Although some are nihilistic about the lack of utility of mouse models, in general these models are highly useful when used with a clear understanding of their limitations and their informativeness with respect to human AD. Some of the nihilism derives from the lack of predicative value in studying the mouse model with respect to effects observed when a therapy which shows efficacy in the mouse model fails to show efficacy in humans. However, the vast majority of such failures in translation can be rationally attributed to the failure to align the clinical and preclinical studies (Golde et al. 2011b). APP mice do not model symptomatic AD; they model amyloid deposition and maybe some aspects of prodromal AD. Most interventions tested in these models that have advanced to the clinic alter Aβ deposition in the preclinical studies, but only if the treatment is initiated before the mice have AD-like amyloid loads. But in humans the therapy has been tested in symptomatic patients with long-standing amyloid accumulation. Further, even those therapies that have been tested in mice with AD-like amyloid loads and shown to alter Aβ, primarily alter diffuse but not compact plaques (Demattos et al. 2012, Wang et al. 2011). Thus, even reports of robust efficacy in such models must be viewed with some objectivity, as the pathological implications of diffuse Aβ and its removal are unclear.

Clearly, mice are not the only model organism that can be used to model proteinopathies relevant to AD. Drosophila, C. Elegans, and even yeast models have been used to gain insights into Aβ and tau toxicity (Link 2005, Bilen & Bonini 2005, Muqit & Feany 2002, Winderickx et al. 2008, Prussing et al. 2013, Li & Le 2013).
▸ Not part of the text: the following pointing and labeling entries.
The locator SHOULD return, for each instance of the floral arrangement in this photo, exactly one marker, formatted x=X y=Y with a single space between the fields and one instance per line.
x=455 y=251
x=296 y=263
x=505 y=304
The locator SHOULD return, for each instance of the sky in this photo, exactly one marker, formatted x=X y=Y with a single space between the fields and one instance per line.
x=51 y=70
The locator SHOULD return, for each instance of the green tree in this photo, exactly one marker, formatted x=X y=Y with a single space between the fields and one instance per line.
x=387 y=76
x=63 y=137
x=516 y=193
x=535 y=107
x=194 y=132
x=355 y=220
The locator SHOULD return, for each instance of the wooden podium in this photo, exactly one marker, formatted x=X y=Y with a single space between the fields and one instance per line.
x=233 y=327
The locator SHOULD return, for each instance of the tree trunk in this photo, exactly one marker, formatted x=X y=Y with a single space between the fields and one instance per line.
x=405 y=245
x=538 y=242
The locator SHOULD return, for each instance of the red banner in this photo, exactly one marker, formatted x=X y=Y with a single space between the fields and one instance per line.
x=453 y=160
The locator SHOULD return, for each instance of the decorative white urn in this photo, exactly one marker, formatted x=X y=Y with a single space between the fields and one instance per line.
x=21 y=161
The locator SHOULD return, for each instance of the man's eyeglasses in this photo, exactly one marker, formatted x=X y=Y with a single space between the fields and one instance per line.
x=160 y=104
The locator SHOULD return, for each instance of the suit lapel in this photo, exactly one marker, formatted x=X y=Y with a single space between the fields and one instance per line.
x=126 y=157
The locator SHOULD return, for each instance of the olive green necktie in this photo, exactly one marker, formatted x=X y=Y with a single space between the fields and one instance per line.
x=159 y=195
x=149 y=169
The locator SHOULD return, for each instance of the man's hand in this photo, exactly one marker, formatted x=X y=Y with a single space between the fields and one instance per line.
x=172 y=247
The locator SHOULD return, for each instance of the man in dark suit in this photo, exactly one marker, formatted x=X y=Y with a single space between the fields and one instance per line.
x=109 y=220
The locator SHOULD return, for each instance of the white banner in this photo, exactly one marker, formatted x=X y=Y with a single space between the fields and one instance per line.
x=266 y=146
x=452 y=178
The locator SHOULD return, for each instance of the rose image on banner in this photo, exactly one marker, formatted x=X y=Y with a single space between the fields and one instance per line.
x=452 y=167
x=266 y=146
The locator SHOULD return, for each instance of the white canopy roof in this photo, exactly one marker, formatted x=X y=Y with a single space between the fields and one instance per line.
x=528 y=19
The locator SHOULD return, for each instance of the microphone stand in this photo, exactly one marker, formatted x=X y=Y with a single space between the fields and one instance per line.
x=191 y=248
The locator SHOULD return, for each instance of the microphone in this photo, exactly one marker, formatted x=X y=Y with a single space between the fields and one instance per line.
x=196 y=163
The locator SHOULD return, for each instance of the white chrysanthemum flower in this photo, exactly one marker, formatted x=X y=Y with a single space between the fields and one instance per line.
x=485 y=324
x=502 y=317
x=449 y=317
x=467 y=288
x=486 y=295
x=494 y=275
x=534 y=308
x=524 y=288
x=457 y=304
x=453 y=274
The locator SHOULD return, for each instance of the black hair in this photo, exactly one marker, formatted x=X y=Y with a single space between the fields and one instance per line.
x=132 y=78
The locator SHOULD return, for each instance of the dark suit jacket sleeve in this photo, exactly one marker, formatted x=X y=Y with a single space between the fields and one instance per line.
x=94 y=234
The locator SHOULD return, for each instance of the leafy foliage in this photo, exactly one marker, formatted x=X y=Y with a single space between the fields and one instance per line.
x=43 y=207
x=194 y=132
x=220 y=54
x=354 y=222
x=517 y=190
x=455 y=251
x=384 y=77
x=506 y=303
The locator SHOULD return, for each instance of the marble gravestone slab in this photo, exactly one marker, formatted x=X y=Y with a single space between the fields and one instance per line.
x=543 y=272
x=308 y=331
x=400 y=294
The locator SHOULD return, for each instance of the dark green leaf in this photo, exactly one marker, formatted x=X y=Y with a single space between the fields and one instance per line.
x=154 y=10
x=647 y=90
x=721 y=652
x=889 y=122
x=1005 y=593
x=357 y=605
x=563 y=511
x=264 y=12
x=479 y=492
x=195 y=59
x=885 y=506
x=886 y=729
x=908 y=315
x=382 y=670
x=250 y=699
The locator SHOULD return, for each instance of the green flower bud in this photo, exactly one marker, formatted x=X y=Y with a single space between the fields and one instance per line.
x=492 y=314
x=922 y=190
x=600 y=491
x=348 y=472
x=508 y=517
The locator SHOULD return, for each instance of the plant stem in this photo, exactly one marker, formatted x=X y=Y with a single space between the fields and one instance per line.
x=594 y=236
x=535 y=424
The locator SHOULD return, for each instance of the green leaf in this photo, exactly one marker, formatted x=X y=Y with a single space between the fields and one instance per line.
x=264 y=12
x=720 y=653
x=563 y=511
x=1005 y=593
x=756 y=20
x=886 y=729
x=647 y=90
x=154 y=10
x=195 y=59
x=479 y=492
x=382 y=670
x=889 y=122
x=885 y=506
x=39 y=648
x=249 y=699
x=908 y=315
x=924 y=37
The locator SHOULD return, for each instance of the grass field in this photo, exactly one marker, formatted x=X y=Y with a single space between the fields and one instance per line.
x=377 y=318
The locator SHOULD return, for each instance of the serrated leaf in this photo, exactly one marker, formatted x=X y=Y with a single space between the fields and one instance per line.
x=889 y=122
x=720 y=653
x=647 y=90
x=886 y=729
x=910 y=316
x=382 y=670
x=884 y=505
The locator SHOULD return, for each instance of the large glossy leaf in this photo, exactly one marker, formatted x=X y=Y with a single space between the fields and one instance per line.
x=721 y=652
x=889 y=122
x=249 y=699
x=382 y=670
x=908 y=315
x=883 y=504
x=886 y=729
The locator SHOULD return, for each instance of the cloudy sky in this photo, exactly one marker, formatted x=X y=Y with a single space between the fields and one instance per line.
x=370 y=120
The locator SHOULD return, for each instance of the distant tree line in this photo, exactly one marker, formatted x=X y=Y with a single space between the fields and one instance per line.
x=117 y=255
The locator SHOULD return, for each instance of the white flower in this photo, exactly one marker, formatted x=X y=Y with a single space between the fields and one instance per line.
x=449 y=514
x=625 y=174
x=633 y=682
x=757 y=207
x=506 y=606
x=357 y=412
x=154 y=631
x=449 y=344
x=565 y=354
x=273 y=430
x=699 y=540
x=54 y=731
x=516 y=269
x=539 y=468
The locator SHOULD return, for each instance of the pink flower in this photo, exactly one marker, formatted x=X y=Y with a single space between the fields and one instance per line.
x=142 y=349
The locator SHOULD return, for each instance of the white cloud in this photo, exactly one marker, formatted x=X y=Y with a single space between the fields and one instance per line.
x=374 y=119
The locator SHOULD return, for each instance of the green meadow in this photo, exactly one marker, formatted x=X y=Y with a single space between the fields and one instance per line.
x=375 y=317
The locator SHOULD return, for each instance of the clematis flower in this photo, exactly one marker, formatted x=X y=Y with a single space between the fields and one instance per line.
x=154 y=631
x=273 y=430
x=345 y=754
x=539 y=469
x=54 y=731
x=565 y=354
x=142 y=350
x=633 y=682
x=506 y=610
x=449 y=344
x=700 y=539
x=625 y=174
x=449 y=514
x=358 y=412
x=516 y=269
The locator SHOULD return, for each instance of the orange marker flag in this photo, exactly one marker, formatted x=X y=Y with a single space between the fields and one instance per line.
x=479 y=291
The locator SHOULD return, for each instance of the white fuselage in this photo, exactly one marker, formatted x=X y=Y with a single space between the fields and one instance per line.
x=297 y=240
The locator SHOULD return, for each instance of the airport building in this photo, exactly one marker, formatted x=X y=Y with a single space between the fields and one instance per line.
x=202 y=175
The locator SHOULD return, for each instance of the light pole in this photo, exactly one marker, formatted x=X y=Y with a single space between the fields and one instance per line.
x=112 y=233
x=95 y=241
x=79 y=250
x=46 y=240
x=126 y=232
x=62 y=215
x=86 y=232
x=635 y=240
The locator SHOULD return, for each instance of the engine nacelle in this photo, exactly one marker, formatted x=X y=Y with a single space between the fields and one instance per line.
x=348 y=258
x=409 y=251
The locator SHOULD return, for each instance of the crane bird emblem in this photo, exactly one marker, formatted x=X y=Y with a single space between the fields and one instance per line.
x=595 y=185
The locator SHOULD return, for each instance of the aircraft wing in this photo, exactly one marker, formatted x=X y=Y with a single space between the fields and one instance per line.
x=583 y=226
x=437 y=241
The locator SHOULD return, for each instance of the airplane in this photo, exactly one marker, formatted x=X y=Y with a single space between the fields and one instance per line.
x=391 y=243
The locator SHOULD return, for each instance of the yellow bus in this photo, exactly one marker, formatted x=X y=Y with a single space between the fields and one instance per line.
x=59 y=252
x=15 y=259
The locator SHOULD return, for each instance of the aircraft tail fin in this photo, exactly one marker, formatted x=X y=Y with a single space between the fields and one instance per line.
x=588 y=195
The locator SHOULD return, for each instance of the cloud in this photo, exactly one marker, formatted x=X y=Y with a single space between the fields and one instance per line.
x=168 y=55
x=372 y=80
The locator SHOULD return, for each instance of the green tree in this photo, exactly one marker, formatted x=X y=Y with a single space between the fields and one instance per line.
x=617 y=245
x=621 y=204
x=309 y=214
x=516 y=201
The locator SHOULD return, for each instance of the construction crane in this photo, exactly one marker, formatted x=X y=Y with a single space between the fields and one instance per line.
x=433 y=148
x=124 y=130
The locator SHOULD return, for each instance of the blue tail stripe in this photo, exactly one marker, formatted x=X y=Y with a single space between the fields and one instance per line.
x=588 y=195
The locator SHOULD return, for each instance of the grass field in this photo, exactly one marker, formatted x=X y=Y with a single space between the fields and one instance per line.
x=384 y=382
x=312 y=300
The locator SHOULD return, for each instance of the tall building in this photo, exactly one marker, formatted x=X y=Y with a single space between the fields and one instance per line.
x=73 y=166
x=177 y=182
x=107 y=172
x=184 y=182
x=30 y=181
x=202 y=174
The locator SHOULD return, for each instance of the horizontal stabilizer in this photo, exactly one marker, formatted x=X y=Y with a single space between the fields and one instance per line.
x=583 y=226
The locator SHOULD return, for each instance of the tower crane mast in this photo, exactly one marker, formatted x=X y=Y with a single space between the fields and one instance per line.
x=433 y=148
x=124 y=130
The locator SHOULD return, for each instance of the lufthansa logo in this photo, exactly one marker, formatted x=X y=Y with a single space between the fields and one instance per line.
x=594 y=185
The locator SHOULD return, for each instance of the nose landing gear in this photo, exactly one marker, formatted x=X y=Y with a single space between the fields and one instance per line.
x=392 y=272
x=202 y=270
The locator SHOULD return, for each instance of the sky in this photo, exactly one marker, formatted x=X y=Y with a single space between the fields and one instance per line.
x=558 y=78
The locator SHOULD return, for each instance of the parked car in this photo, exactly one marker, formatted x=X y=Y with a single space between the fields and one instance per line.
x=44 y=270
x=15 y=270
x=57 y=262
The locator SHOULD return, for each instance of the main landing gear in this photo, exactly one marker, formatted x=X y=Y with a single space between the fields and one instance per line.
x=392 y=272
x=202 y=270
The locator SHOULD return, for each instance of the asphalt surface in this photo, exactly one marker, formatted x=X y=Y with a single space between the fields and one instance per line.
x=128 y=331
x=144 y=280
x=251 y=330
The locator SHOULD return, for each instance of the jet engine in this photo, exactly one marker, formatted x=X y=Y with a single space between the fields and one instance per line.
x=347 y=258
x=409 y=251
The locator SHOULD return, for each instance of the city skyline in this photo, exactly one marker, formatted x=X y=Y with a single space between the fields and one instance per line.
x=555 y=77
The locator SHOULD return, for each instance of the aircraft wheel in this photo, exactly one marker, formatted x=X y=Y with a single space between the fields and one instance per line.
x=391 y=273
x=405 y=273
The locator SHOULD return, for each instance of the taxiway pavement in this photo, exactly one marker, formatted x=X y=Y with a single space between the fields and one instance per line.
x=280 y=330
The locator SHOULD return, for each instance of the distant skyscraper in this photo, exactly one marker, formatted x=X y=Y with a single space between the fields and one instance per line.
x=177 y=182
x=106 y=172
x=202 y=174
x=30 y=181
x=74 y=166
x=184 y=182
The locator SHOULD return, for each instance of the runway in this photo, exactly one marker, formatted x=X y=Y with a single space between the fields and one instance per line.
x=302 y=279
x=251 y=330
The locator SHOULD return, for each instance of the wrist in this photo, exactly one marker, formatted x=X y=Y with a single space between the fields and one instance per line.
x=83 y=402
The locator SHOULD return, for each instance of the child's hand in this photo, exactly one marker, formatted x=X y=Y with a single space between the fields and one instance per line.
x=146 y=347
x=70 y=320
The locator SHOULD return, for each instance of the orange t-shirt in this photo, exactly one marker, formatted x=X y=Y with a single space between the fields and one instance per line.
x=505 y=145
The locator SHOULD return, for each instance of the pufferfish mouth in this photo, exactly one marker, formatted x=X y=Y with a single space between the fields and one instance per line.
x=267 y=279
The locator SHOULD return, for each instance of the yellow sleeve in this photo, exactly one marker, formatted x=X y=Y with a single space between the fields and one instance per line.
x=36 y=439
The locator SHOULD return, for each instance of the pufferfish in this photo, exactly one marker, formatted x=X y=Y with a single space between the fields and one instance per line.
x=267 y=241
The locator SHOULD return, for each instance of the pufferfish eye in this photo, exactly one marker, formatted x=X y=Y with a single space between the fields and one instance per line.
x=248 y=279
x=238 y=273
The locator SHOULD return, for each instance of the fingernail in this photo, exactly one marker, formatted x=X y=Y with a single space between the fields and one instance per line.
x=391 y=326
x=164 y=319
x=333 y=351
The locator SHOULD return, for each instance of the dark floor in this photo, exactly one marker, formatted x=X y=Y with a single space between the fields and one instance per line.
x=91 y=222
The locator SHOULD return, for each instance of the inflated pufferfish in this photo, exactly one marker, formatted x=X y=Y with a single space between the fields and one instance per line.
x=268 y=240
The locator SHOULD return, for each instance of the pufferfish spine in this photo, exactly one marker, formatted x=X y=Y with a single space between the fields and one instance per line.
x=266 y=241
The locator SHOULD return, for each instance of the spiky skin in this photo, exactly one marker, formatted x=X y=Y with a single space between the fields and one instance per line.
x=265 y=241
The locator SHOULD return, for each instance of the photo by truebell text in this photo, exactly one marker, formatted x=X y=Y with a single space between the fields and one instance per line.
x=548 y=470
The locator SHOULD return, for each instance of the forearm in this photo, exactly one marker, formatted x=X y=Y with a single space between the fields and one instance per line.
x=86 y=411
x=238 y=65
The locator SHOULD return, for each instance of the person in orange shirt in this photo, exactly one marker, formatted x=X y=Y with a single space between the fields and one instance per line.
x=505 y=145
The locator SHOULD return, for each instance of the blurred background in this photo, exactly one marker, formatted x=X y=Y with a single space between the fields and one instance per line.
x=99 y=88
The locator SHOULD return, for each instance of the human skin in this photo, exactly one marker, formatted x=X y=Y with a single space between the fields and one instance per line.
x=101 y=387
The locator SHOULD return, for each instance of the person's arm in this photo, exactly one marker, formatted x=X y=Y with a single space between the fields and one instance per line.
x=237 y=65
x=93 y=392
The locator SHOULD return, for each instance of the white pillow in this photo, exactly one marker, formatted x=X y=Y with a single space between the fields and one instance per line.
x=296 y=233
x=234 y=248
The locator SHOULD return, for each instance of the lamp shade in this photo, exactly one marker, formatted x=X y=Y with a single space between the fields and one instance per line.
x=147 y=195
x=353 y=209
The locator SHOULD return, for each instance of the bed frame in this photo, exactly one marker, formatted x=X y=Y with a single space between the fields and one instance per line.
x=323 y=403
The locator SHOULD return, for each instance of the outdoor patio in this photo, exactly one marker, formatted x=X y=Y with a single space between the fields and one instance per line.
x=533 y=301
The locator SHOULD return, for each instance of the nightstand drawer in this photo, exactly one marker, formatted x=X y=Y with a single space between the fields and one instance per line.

Screens, either genetic or small molecule, in these model organisms have yielded some novel insights into how these proteins may exert their toxicity, though it is unclear in most cases how relevant this is to human disease. As with the mouse models, nihilism about the use of such models is not beneficial. Many additional steps may be required to validate a biological pathway or putative therapeutic target identified in one of these models into findings that are widely accepted to have relevance to human AD, but given the need for new targets and novel insights such efforts are warranted.

Of course, mice do not always model human physiology and there has been quite a bit of excitement about using human derived iPSC neuronal cultures or other CNS cell types to model AD pathologies (Choi & Tanzi 2012, Livesey 2014, Ross & Akimov 2014). These initial studies suggest that iPSC derived human neuronal cultures might prove a useful complement to existing models and might provide novel insight, for example, into the relationship between Aβ and tau. Indeed, such systems may provide highly useful to model complex genetic interplay that would be hard to model except by deriving such cultures from cells isolated from individuals with defined genetic risk factors associated with AD. However, the use of cultured human derived central nervous system-like cells is still in its early phases and the ultimate impact on the field uncertain. One major challenge will, again, be mimicking the unique brain microenvironment and interconnectedness of numerous different cell types within these culture models.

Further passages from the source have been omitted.